Tra la religione e la donna c’è un problema. E qui non parlo solo della religione cristiana, ma anche di quella musulmana, di quella ebraica e in generale di tutte le religioni monoteiste che conoscono l’Uno (il Dio unico) e non il "Due" che, da che mondo è mondo, è maschio e femmina. Basta infatti congedarsi dalle religioni monoteiste e accostarsi a quelle politeiste per incontrare il tripudio del femminile. Lei mi obietterà: e i protestanti allora? E gli ortodossi? I pastori protestanti e i popi ortodossi sono sacerdoti con moglie che, forse proprio per compensare questa liceità che si sono concessi, hanno inventato delle morali così rigorose da fare impallidire la tolleranza della morale cattolica.
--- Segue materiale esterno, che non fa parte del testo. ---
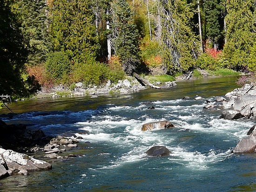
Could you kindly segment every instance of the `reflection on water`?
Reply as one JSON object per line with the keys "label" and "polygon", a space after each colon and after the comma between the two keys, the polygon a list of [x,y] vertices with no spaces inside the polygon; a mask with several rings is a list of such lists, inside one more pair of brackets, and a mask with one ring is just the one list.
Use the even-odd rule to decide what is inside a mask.
{"label": "reflection on water", "polygon": [[[61,162],[49,160],[52,170],[4,179],[0,191],[256,191],[255,155],[231,152],[255,122],[221,119],[221,110],[203,109],[206,100],[214,102],[216,96],[236,87],[236,79],[178,82],[177,87],[171,89],[148,89],[94,99],[85,96],[13,103],[12,109],[22,113],[7,119],[7,123],[22,122],[53,136],[76,133],[83,138],[79,147],[62,155],[82,155]],[[184,96],[196,95],[203,99],[182,99]],[[148,110],[149,106],[155,109]],[[6,112],[5,109],[1,112]],[[141,130],[144,123],[163,120],[176,126]],[[170,156],[148,157],[145,152],[155,145],[166,146],[171,151]]]}

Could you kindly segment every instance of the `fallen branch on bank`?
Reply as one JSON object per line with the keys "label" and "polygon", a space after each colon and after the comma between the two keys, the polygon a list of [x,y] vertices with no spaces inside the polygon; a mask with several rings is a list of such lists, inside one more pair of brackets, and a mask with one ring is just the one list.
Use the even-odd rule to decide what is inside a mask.
{"label": "fallen branch on bank", "polygon": [[155,89],[161,89],[160,87],[154,86],[152,83],[149,83],[149,81],[143,79],[141,77],[136,73],[134,72],[133,74],[133,76],[137,79],[137,80],[138,80],[138,81],[143,86],[146,85],[148,86],[150,86],[151,88],[154,88]]}

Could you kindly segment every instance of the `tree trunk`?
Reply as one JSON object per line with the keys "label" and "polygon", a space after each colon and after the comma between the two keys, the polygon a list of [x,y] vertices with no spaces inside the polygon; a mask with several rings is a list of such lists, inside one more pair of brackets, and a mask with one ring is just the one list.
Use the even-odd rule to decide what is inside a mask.
{"label": "tree trunk", "polygon": [[201,44],[201,47],[200,47],[200,49],[201,50],[201,51],[203,53],[204,50],[203,44],[202,44],[202,32],[201,28],[201,17],[200,16],[200,6],[199,0],[197,0],[197,6],[198,9],[198,25],[199,26],[199,35],[200,36],[200,42]]}
{"label": "tree trunk", "polygon": [[[109,21],[107,21],[107,29],[109,30]],[[108,37],[108,60],[110,61],[111,60],[111,42],[109,37]]]}
{"label": "tree trunk", "polygon": [[150,34],[150,40],[152,40],[152,35],[151,34],[151,26],[150,26],[150,20],[149,19],[149,11],[148,11],[148,0],[147,0],[147,8],[148,9],[148,25],[149,25],[149,33]]}
{"label": "tree trunk", "polygon": [[137,74],[136,73],[134,72],[133,76],[138,80],[138,81],[143,86],[147,85],[148,86],[150,86],[151,88],[154,88],[155,89],[161,89],[159,86],[154,86],[152,83],[149,83],[148,81],[143,79],[141,77]]}

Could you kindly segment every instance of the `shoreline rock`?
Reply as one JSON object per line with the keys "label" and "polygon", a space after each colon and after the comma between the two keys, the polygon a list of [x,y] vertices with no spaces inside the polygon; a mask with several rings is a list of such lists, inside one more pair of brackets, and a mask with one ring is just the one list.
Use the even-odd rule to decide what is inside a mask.
{"label": "shoreline rock", "polygon": [[253,85],[245,84],[228,93],[225,96],[229,100],[222,102],[222,107],[226,110],[222,112],[222,118],[236,119],[256,117],[256,89]]}
{"label": "shoreline rock", "polygon": [[245,138],[243,138],[237,144],[233,152],[236,153],[256,152],[256,125],[251,127],[247,134],[251,133]]}
{"label": "shoreline rock", "polygon": [[170,121],[156,121],[153,123],[148,123],[143,124],[141,130],[142,131],[152,131],[156,129],[171,129],[174,127],[174,125]]}

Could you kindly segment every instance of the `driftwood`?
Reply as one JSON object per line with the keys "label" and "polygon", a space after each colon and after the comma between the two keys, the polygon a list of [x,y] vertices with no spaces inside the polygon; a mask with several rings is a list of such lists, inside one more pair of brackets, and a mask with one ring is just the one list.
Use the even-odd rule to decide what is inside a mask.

Siccome però la consuetudine celibataria del mondo cattolico si è affermata nel mondo occidentale e ha fatto storia, voglio capire le ragioni di questa sua affermazione storica o per lo meno le macchine antropologiche e psicologiche che la sostengono. E qui ne individuo due, contestabilissime, ma non credo tanto. La donna ha familiarità con il concreto e capisce l’astratto parlando con un "tu" in carne e ossa che ha davanti a lei. Il maschio ha più familiarità con l’idea astratta e raggiunge il concreto passando attraverso quell’idea, o rubricando la cosa concreta tra i casi di quell’idea. In una metafora religiosa l’uomo conosce la donna parlando con Dio, la donna conosce Dio parlando con un uomo. Il sacerdote è la sublimazione del principio maschile: ama gli uomini perché ama Dio, non li incontra come un "tu" nel mondo, ma come figli di Dio. La seconda osservazione è più modesta perché psicologica, anche se poi le macchine psicologiche sono implacabili. Siccome le religioni sono nate anche come un sistema di regole le quali, come è noto, hanno il loro fondamento nel controllo del ventre che è metafora della concupiscenza, mi pare ovvio che solo interdicendo le pratiche della concupiscenza si possono ottenere dei buoni guardiani delle regole che, a loro volta, possono sublimare la concupiscenza nell’esercizio del potere, il quale, investito dalla libido sessuale interdetta alla meta, diventa esercizio rigoroso. Penso a questo punto di essermi inimicato donne e preti e quindi di aver contribuito a disgiungere quello che lei, caro don Antonio, vuole congiungere.